Almost nine-tenths (86%) of respondents open to a career in the NHS despite mixed media messages.

Two-fifths of employees concerned about potential implications of National Living Wage implementation.

Three-fifths of social care workers are busier than a year ago as staffing shortage bites.

The vast majority of health and social care job hunters are receptive to a role with the National Health Service (NHS) despite the varied reception it receives from the UK’s media, according to social care recruitment agency Randstad Care.

The specialist recruiter recently held a number of open days at its branches across the UK and polled hundreds of social care workers looking for new – or indeed their first – opportunities on pertinent issues affecting the sector. Almost nine-tenths of health and social care job hunters were open to a career within the NHS, with just 14% admitting that mixed media coverage of the health service dissuaded them from considering it as a potential employer. Two-thirds of those polled were eyeing up their a role in the public sector, with those eyeing such a position citing motivations such as a desire “to help people who can’t afford private care as they still need our support”. Others felt their skill sets were more suited to a role in the private sector.
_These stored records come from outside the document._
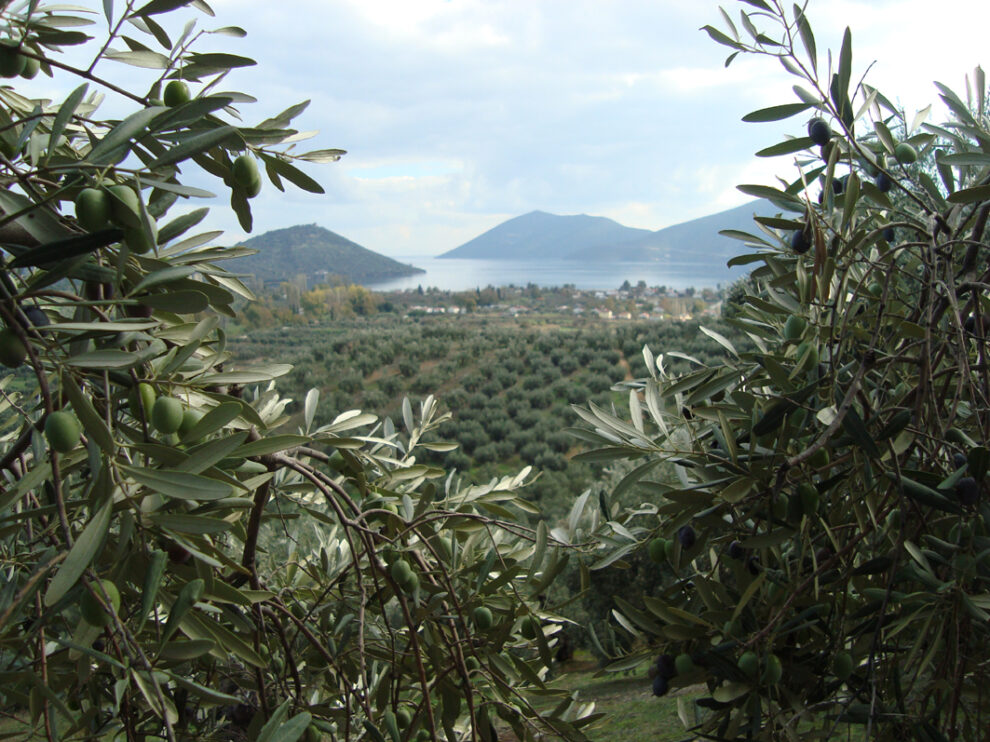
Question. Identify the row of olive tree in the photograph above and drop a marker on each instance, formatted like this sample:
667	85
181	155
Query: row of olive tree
175	563
828	525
"job hunters are erring towards public sector roles"

Victoria Short, MD of Randstad Care, said : “There are advantages and disadvantages of both public and private sector roles within the social care space – such as the diversity of work and opportunities available in the former and the potentially more lucrative nature of the latter – but our recent snapshot would suggest that current job hunters are erring towards public sector roles. The sometimes chequered coverage that the NHS receives in the media does not deter health and social care workers from wanting to pursue a career in the public sector either, with many individuals all too aware that only the negative stories tend to garner column inches with much of the sterling work going unreported.

“It’s worth remembering that the UK healthcare provision is the envy of most of the world and is service that we sometimes take for granted. Most people embark on a career in social care because they are driven by an inherent desire to help people and put others before themselves and doing this in a free-to-use public healthcare system embodies this motivation for a lot of people.”